On moving day, when the movers turned the dresser around, exposing the flimsy particle board backing, Gabe looked at me with a judgy face and asked, “that’s just a crappy dresser, why were you so adamant about bringing it?”

And the answer is…because I built it! 

The dresser looked really cool online and stated that some assembly was required. Little did I know that it was going to show up as a hundred separate planks and I would have to essentially build a dresser from the ground up. Two hours later, and with my dad’s help, I finally had my cool dresser.

That is why it’s here with us in our current house.

What’s happening here?

The strong feelings I hold for my crappy dresser are a result of the IKEA Effect.
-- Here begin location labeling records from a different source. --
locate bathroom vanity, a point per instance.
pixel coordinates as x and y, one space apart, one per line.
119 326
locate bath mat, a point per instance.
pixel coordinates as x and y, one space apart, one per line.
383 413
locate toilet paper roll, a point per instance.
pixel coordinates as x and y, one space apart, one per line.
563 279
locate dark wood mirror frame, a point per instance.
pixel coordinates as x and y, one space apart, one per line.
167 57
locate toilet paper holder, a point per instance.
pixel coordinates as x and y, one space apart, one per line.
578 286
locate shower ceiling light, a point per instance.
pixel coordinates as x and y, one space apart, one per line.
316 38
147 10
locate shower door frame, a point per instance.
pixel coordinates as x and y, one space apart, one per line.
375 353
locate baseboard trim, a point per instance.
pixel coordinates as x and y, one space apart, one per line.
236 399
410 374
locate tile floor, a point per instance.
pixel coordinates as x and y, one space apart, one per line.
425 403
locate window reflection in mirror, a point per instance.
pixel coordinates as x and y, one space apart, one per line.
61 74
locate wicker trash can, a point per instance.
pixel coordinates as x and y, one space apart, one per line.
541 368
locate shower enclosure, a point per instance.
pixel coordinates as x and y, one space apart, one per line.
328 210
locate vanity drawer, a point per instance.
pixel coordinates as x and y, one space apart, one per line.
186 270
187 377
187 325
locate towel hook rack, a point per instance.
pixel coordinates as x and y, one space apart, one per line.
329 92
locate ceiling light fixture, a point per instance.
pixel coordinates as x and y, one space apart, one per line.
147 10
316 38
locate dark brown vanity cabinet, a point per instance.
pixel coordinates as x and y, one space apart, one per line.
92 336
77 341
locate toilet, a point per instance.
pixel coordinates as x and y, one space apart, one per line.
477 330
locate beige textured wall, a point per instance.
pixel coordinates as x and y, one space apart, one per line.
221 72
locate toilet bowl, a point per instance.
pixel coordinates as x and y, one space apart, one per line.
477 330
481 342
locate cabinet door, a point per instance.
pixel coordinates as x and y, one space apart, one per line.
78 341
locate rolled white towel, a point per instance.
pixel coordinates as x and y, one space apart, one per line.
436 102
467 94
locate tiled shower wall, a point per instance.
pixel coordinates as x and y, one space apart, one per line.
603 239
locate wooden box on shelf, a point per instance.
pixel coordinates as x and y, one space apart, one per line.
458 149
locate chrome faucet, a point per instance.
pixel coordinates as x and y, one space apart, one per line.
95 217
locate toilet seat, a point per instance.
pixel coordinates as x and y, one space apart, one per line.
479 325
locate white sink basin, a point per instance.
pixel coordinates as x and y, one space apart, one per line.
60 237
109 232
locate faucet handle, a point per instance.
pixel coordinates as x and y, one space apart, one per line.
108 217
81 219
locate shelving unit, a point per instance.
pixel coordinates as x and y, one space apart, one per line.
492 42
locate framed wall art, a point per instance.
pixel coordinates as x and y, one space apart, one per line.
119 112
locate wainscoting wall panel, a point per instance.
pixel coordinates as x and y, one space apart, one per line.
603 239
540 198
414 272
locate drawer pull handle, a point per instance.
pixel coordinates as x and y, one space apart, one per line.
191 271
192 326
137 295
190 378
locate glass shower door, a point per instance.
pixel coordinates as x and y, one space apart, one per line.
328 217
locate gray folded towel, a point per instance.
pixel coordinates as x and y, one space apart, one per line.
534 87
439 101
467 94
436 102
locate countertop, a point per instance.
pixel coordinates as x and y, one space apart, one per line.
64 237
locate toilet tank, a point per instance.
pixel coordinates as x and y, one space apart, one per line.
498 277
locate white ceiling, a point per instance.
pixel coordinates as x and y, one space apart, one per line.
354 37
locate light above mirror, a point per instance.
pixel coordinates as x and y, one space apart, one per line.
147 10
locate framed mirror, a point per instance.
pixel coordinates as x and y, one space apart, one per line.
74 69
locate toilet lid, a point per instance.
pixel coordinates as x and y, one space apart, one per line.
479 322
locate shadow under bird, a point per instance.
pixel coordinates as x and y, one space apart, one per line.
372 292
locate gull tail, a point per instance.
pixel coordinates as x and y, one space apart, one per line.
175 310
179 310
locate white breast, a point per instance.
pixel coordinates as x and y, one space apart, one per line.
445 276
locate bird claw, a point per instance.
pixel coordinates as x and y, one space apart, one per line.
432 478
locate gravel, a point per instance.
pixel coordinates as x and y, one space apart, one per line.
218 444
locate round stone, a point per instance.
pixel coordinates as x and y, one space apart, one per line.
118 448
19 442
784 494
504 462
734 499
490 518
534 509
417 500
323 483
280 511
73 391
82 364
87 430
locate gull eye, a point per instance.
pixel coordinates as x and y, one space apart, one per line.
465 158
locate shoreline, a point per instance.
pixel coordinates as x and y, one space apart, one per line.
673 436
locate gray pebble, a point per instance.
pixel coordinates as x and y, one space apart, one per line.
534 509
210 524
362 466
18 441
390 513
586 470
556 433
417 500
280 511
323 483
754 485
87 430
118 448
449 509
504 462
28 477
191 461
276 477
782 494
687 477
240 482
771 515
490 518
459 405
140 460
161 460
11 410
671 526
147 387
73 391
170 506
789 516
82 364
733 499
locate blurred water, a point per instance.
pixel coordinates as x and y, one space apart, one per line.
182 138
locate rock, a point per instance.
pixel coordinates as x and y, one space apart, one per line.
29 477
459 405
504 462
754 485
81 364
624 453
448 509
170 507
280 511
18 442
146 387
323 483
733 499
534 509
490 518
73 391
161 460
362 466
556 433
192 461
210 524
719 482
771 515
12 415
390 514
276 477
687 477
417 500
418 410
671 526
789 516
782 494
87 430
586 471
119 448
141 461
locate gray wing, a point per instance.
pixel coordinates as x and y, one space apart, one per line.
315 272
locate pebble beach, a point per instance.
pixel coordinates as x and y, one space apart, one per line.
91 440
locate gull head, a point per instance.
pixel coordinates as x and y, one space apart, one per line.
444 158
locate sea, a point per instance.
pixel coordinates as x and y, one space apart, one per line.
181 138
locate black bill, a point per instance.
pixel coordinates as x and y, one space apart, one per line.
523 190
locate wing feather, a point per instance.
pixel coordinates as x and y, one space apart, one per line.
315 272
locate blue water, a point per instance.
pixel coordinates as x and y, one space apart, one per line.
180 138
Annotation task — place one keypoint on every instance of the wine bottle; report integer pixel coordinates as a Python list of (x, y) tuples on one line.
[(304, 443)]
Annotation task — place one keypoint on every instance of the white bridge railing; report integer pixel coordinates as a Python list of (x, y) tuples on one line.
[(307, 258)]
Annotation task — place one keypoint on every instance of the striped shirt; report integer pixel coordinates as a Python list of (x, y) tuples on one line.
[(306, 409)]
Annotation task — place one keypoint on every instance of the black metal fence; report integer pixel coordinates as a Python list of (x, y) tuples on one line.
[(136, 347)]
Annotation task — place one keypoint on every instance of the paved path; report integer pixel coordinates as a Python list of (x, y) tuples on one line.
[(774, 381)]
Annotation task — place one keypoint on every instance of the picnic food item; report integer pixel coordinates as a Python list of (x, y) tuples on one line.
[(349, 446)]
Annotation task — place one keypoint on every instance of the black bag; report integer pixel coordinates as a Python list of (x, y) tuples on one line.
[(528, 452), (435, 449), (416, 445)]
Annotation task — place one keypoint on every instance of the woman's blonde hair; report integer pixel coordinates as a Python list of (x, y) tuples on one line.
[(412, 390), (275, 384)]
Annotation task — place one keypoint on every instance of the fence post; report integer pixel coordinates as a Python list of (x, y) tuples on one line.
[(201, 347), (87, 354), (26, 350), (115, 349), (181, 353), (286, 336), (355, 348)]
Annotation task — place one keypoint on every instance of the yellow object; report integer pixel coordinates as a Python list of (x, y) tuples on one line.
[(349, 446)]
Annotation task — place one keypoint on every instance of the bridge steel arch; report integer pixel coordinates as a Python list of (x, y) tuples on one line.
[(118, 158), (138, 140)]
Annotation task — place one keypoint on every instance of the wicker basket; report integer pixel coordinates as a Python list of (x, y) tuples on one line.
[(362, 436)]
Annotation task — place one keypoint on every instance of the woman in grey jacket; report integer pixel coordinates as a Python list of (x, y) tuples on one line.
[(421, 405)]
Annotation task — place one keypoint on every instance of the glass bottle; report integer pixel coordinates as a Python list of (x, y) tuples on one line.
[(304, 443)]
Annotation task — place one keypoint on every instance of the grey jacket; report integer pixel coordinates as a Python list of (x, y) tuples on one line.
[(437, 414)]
Aptly named after the store, this bias describes the fact that we place greater value on items we have helped build.

If I had purchased a higher quality dresser, then it would have had greater value to me economically in terms of resale value and longevity. Yet, the dresser I bought from Target (not IKEA, actually) holds greater emotional value because I put sweat, elbow grease, and yes, some tears into it.

Related to this bias is the Endowment Effect, which is when we place greater value on something we own, even if we did not help build it.

ON THE BIAS: We value things that are OURS more than things that are not yet ours because we’ve formed an emotional attachment to them. This attachment always exists and increases if we build some or all of the item.

Bringing the bias home: Take a walk around your house and explore which items you have an emotional attachment to and why that attachment exists. Consider if those feelings stem from the IKEA effect or from the Endowment effect.

If there are items that you do not have an attachment to, explore why that sense of ownership or emotion does not exist for those items. (Hint: your partner or someone else likely brought those things into your life.)

How this bias can help or hurt our behavior change programs


The beauty of this bias is that it opens the door for co-creation: involving members of your target audience in various steps of the project.

As audience members get involved in shaping solutions, designing plans, and implementing activities, they begin to place greater value on the program. The result goes way beyond emotional attachment, it leads to important stakeholders having a vested interest in the success of the project.

In the near-term, co-creation establishes stronger ideas, collaboration, and relationships.

In the longer term, it can be a key ingredient to sustainability when the audience or community take over ownership of the program.

There are many ways to incorporate co-creation into a program. Consider including it when you’re:

  • Exploring root causes of a conservation or sustainability issue.
  • Developing solutions for your behavior change program.
  • Evaluating creative concepts for an outreach campaign.
  • Conducting annual planning and goal setting within your organization.
  • Designing events and activities for the audience.
  • Building a new app, program, or resource.


This bias can hurt our efforts when we show up with all our plans, solutions, and activities fully baked before involving or consulting the audience. Sure, the audience may accept the project, just as we would welcome a well-built, quality piece of furniture, but they may not care about it that much.

This may leave implementing organizations carrying the burden of constantly showcasing the importance and value of the work they’re doing without the audience adding their voice to the mix.

In the worst-case scenario, a lack of involvement by the audience can lead to pushback and resistance. This happens when solutions feel like they’re being forced upon them, or if concerns about the program go unaddressed because there isn’t room to adjust the plans.

Think of this as receiving a damaged, poorly-built dresser that you didn’t ask for, you don’t believe you need, and you can’t return. Yuck.

If you are experiencing conflict in your program, then this post may be helpful.


The IKEA effect has an important threshold to be mindful of. Asking the audience to build too much, or making it too confusing or difficult to build, can produce an adverse effect – like giving up!

The dresser I received came close to that threshold as it took much longer to build than I would have expected. If the instructions weren’t clear, then I would have hated the dresser and the company for putting me through such a terrible experience.

To avoid tipping over this threshold, include the audience but don’t dump it all on their shoulders, and give clear guidance for how they can provide input and get involved.

I hope you enjoyed learning about one of the many ways we’re wired.